沈清沅順著他的話題問下去:“你哥經常跟蹤你嗎?”
其實她知道是誰。
只是現在有更關鍵的問題,顧言之也經常被人跟蹤。
所以,未來她要少跟顧言之來往,避免不必要的麻煩。
同樣的,仿製項鍊的事,絕不能有第三個人知道。
“也……沒有,一般跟蹤是擔心我在外面犯事,丟顧家的臉。”顧言之頓了頓,解釋道。
沈清沅仔細打量他一番,給出客觀的評價:“你看起來不像會犯事的人。”
“是嗎?以前的我,不這樣。
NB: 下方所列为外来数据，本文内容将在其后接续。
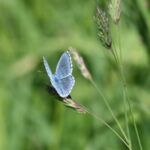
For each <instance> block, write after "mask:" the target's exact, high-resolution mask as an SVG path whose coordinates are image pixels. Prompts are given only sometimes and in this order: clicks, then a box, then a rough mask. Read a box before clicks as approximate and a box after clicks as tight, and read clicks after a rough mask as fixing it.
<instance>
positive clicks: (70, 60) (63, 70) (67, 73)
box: [55, 51, 72, 79]
mask: <svg viewBox="0 0 150 150" xmlns="http://www.w3.org/2000/svg"><path fill="white" fill-rule="evenodd" d="M71 74H72V61H71V57H70V54H69V52H68V51H67V52H65V53H63V54H62V56H61V58H60V60H59V62H58V64H57V67H56V73H55V75H56V76H57V77H58V78H59V79H62V78H65V77H67V76H69V75H71Z"/></svg>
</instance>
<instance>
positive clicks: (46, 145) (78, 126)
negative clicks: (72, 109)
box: [0, 0, 150, 150]
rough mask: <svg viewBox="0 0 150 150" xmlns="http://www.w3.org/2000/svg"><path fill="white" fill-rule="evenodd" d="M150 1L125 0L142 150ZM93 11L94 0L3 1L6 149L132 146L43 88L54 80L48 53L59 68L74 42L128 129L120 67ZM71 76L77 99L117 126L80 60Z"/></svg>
mask: <svg viewBox="0 0 150 150" xmlns="http://www.w3.org/2000/svg"><path fill="white" fill-rule="evenodd" d="M148 3H149V2H148V0H135V1H133V2H132V1H130V0H127V1H126V2H125V3H123V4H122V7H123V13H122V16H121V22H120V23H121V24H120V37H121V45H122V55H123V62H124V69H125V72H124V75H125V77H126V80H127V84H128V91H129V97H130V102H131V106H132V110H133V114H134V116H135V121H136V124H137V127H138V130H139V135H140V138H141V142H142V146H143V150H149V147H150V144H149V138H150V134H149V133H150V121H149V119H150V110H149V108H150V69H149V62H150V61H149V60H150V45H149V39H150V37H149V35H150V22H149V17H150V15H149V14H150V13H149V9H148ZM104 4H105V3H103V5H104ZM131 10H134V11H131ZM94 12H95V2H93V1H90V0H88V1H84V0H71V1H69V0H62V1H59V0H57V1H55V0H49V1H48V0H43V1H40V0H24V1H23V0H14V1H8V0H1V1H0V70H1V71H0V149H2V150H34V149H38V150H59V149H61V150H70V149H72V150H76V149H79V150H80V149H81V150H82V149H89V150H93V149H94V150H99V149H104V150H109V149H112V150H120V149H126V147H125V145H124V144H123V143H122V142H121V141H120V140H119V139H118V138H117V137H116V136H115V135H114V134H113V132H111V131H110V130H109V129H108V128H107V127H105V126H104V125H103V124H102V123H101V122H99V121H98V120H96V119H94V118H92V117H90V116H88V115H81V114H78V113H77V112H75V111H73V110H71V109H69V108H66V107H64V105H63V104H62V103H59V101H57V100H55V99H54V98H53V97H52V96H51V95H49V93H47V91H46V90H45V85H46V84H48V83H49V79H48V77H47V75H46V73H45V70H44V66H43V63H42V57H43V56H45V57H46V58H47V59H48V61H49V64H50V66H51V68H52V70H53V71H54V70H55V67H56V64H57V61H58V59H59V57H60V55H61V53H62V52H63V51H66V50H67V48H68V47H69V46H72V47H75V48H76V49H77V50H78V51H79V52H80V54H81V55H82V56H83V58H84V59H85V62H86V64H87V66H88V68H89V70H90V72H91V74H92V77H93V78H94V80H95V82H96V83H97V85H98V86H99V87H101V88H102V90H103V92H104V94H105V95H106V96H107V97H108V99H109V104H110V105H111V108H112V109H113V111H114V113H115V115H116V117H117V119H118V120H119V122H120V124H121V126H122V127H123V129H125V119H124V111H123V110H124V104H123V97H122V88H121V87H122V86H121V83H120V78H119V75H118V69H117V66H116V64H115V61H114V59H113V57H112V55H111V53H110V52H109V51H107V50H106V49H104V48H103V46H102V45H101V44H100V42H99V40H98V37H97V33H96V32H97V30H96V25H95V23H94V20H93V16H94ZM112 28H113V29H112V36H113V40H114V41H116V42H117V38H118V37H117V34H116V30H115V29H114V27H113V26H112ZM73 74H74V76H75V78H76V83H75V87H74V89H73V91H72V93H71V95H72V97H73V99H74V100H76V101H77V102H79V103H81V104H83V105H85V106H86V107H88V108H89V109H91V110H92V111H94V112H95V113H96V114H97V115H99V116H101V117H102V118H103V119H104V120H106V121H107V122H108V123H110V124H111V126H112V127H113V128H114V129H116V130H117V129H118V128H117V125H116V123H115V122H114V120H113V118H112V116H111V115H110V113H109V111H108V109H107V108H106V106H105V105H104V103H103V100H102V99H101V98H100V97H99V95H98V93H97V91H96V90H95V89H94V88H93V86H92V85H91V84H90V83H89V81H87V80H86V79H84V78H83V77H82V75H81V74H80V71H79V70H78V68H77V66H76V65H75V63H74V71H73ZM129 127H130V129H131V139H132V143H133V150H138V149H139V147H138V144H137V139H136V134H135V132H134V127H133V122H129ZM117 131H118V132H119V130H117ZM119 133H120V132H119ZM108 141H109V142H108Z"/></svg>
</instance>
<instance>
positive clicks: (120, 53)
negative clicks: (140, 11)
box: [111, 25, 132, 149]
mask: <svg viewBox="0 0 150 150" xmlns="http://www.w3.org/2000/svg"><path fill="white" fill-rule="evenodd" d="M118 26H119V25H118ZM118 28H119V27H118ZM118 31H119V29H118ZM113 47H114V48H112V49H111V51H112V54H113V56H114V59H115V61H116V64H117V65H118V69H119V73H120V77H121V81H122V87H123V101H124V110H125V124H126V129H127V136H128V137H129V142H130V147H131V149H132V141H131V135H130V130H129V118H128V113H127V105H128V104H127V96H126V92H125V90H124V89H125V87H126V84H125V82H124V81H125V79H124V76H123V75H122V67H121V66H122V51H121V43H120V35H119V47H120V48H119V49H120V51H119V52H120V59H119V56H118V53H117V50H116V48H115V44H114V43H113Z"/></svg>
”顧言之深眸沉了又沉。
沈清沅沒再接話。
顧言之哪樣她並不關心,就連之前隱瞞身份的事,她也沒有放在心上。
車廂內迴盪著好聽的輕音樂。
沈清沅情不自禁陷入思緒。
在她的印象裡,祝太太是在一週後回來的,被傭人押著進客廳,蓬頭垢面,臉色煞白,手指指尖沾滿泥汙,混雜著暗紅的血。
旗袍也被泥汙血跡破壞,再無往日高貴優雅的形象。
溫柔面具碎裂成渣。
在看到沒死的祝懷硯以後,面露震驚與猙獰,跟凶神惡煞無差:“你居然沒死?!”
“該死的孽種!”
歇斯底里地衝祝懷硯嘶吼著,一度想要掙脫傭人,衝過來再狠狠捅他幾刀。
而祝懷硯坐在輪椅上,面容平靜,目光寒冷如冰。
裸露在外白得不正常的面板,在客廳橘色的燈光下照射下,泛出微弱的光。
菲薄的唇瓣,遏制不住地揚起笑。
卻一聲不吭,冰冷地目視祝太太被人關押到樓上臥室。
沈清沅站在輪椅旁邊,耳邊迴響著祝太太撕心裂肺的罵聲。
“祝懷硯!你真該死!如果沒有你,我不會有今天!”
“我真後悔沒多捅你兩刀!捅死你個孽種!”
直至祝太太被關進臥室,拍門的聲音依然難以忽視。
沈清沅才知道,原來傷害祝懷硯的人,是他的親生母親。